Selenium Spider Integration

Introduction to Selenium

Seleniumopen in new window is a tool primarily used for web application testing, but it can also be used to write web scrapers. Unlike traditional HTTP request libraries (such as Requests), Selenium allows you to simulate browser behavior and automate the browser to gather data. This is particularly useful for scraping dynamic web pages that require JavaScript rendering.

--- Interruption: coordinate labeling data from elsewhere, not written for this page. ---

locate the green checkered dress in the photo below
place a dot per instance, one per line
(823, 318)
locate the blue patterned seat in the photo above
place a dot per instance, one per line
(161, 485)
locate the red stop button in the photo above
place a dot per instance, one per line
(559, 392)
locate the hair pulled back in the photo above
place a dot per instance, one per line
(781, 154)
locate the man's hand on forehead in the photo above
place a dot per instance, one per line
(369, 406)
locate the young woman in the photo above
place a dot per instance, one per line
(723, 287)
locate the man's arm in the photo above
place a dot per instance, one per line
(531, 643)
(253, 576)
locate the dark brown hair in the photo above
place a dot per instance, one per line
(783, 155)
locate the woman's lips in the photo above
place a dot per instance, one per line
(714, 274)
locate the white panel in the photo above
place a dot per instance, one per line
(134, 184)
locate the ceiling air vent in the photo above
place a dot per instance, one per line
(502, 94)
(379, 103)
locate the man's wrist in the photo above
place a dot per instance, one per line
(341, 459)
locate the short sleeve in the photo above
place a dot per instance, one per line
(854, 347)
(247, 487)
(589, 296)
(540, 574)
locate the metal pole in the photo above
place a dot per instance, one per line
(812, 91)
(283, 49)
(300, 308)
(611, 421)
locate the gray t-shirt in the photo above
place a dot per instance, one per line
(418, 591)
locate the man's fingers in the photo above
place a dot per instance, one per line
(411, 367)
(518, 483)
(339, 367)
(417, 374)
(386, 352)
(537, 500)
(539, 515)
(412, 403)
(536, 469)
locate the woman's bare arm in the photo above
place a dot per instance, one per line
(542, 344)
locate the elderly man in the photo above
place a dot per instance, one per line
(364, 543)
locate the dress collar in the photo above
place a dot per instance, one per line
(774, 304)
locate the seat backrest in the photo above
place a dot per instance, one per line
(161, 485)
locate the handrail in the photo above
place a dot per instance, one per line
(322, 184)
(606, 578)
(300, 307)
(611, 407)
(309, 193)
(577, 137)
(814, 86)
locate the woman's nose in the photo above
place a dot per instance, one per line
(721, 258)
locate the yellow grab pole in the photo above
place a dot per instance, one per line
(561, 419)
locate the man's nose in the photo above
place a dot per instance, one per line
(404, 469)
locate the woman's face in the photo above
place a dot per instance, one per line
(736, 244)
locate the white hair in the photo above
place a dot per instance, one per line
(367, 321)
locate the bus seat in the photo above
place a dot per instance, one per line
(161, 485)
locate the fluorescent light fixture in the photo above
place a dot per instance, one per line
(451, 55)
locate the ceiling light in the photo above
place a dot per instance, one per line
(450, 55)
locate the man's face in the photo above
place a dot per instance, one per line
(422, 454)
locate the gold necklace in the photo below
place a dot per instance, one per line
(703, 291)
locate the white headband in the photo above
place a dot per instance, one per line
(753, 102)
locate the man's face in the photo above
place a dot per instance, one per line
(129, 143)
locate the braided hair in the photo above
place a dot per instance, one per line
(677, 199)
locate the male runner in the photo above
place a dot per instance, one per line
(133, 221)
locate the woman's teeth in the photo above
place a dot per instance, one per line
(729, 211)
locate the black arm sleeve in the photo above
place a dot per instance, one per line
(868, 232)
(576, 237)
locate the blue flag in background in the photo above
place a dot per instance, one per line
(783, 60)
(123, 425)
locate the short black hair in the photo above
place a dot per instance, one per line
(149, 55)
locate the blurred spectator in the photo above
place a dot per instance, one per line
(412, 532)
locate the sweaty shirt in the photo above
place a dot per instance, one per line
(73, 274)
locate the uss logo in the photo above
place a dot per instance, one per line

Integrating Selenium Spider in Crawlab

Below, we will explain how to integrate a Selenium spider into Crawlab and display the scraping results in the Crawlab frontend interface. We will demonstrate the process using the example of scraping 36kr (36氪) website.

Creating the Spider

In the Crawlab spider list, create a spider named "36kr" with the execution command python main.py.

Editing the Spider File

Create and open the main.py file and enter the following content:

from selenium import webdriver
from selenium.webdriver.chrome.options import Options
from selenium.webdriver.common.by import By
from crawlab import save_item

# create web driver with chrome
chrome_options = Options()
chrome_options.add_argument('--headless')
chrome_options.add_argument('--no-sandbox')
chrome_options.add_argument('--disable-dev-shm-usage')
browser = webdriver.Chrome(options=chrome_options)

# navigate to the news list page
browser.get('https://36kr.com/information/web_news/')

# get article items
items = browser.find_elements(by=By.CSS_SELECTOR, value='.information-flow-list > .information-flow-item')

# iterate through items
for item in items:
    # extract fields
    el_title = item.find_element(by=By.CSS_SELECTOR, value='.article-item-title')
    title = el_title.text
    url = el_title.get_attribute('href')
    topic = item.find_element(by=By.CSS_SELECTOR, value='.kr-flow-bar-motif > a').text
    description = item.find_element(by=By.CSS_SELECTOR, value='.article-item-description').text
    try:
        pic_url = item.find_element(by=By.CSS_SELECTOR, value='.article-item-pic > img').get_attribute('src')
    except:
        pic_url = None

    # save to Crawlab
    save_item({
        'title': title,
        'url': url,
        'topic': topic,
        'description': description,
        'pic_url': pic_url,
    })

In this code, we define the chrome_options for the Chrome browser and include the following important parameters:

Note

These parameters are crucial; otherwise, the script may not run correctly in Crawlab!

chrome_options.add_argument('--headless')
chrome_options.add_argument('--no-sandbox')
chrome_options.add_argument('--disable-dev-shm-usage')

Finally, we use the save_item method from the Crawlab SDK to save the scraping results obtained by the web scraper.

Running the Spider

Run the "36kr" spider in Crawlab to obtain the scraping results.